Guest Director of The Times Cheltenham Science Festival 2009

Why did you decide to be Guest Director of the festival?
A: The Cheltenham Science Festival is fantastic. It’s quite an intimate science festival and it’s such a nice place to come to in all ways. I think it’s wonderful and this year I’m very proud to be Guest Director! What I love about the Cheltenham Science Festival is its purpose is to communicate science to the general public — be they children, or schools, or families. It is terribly important, even if you haven’t received a formal education in science that you begin to understand some of the issues.

You’ve helped to schedule some events for the festival. Can you tell me what they were and why you chose them?
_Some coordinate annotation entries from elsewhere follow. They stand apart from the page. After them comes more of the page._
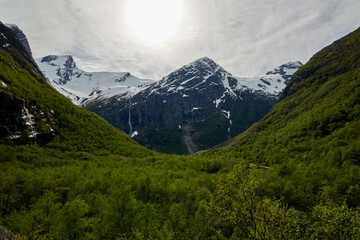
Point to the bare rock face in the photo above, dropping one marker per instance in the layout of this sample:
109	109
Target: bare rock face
6	234
193	108
17	122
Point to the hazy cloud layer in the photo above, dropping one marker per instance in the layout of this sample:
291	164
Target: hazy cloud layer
246	37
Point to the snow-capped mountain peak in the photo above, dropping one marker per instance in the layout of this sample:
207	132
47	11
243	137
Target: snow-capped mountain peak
82	87
274	81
A: One was geared towards children, called Magic Numbers. It was just some number tricks and card tricks, a bit of Sudoku and a bit of Countdown and gaming and stuff. That was quite nice and the kids love all that. Then in the afternoon, Facing Disfigurement was a debate with an audience of around 300 people. I am patron of CLAPA — the Cleft Lip and Palate Association because my brother Anton was born with a severe cleft lip and palate. I wanted that issue to be discussed. Anton came over from Holland and Felicity [Mehendale] who is a surgeon and specialises in cleft was also here. Henrietta Spalding from Changing Faces was talking about visible differences in people’s faces, and ‘normalising’ them. Working in the media, I see it from the other side as well, where there is a complete obsession with how somebody looks. We’re kind of fighting it on a double level.

Your Mum entered you for the game show Countdown. What do you think you would have done if that hadn’t have happened?
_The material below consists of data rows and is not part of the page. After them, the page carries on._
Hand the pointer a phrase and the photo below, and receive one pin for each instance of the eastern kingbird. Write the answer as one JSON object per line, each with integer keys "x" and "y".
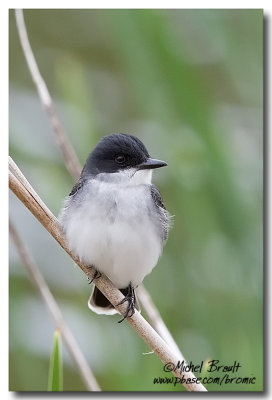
{"x": 114, "y": 218}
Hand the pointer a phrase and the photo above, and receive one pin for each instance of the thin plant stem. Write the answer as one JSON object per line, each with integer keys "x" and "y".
{"x": 68, "y": 338}
{"x": 140, "y": 325}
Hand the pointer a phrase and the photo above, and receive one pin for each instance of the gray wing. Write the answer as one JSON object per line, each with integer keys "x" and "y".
{"x": 163, "y": 213}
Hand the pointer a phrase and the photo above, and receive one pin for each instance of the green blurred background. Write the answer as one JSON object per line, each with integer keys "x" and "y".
{"x": 189, "y": 84}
A: I had graduated a year before I started on Countdown, from Cambridge, with a degree in Engineering. I’d joined a company called Christian Salvesen and I was one of their graduate management trainees. Then Mum spotted this advert, wrote into Yorkshire Television who were making Countdown, and I ended up on the show! But I always thought at the back of my mind that computers — and I’m going back a long time, we were at the time when it was just mainframes — could really catch on, on a home basis. And also marketing always interested me. But I always thought that I could become an accountant if all else failed!
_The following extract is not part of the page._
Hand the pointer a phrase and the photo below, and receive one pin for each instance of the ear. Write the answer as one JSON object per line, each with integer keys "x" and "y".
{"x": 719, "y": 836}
What exciting things have you got coming up? A: Well I thought I wouldn’t be working quite so hard this year, but I’m working just as hard! I’m heading a Task Force about maths education for David Cameron. And then I am writing my autobiography, which may not please some people when it comes out in October. I’m also working on things like Pride of Britain Awards, and The One Show. I’m deliberately doing a lot less telly this year and I am also establishing a new internet business. That’s taking most of my time… as well as guiding two children through A-levels, and SATs. And I’ve just finished building a house. So that’s kind of keeping me occupied!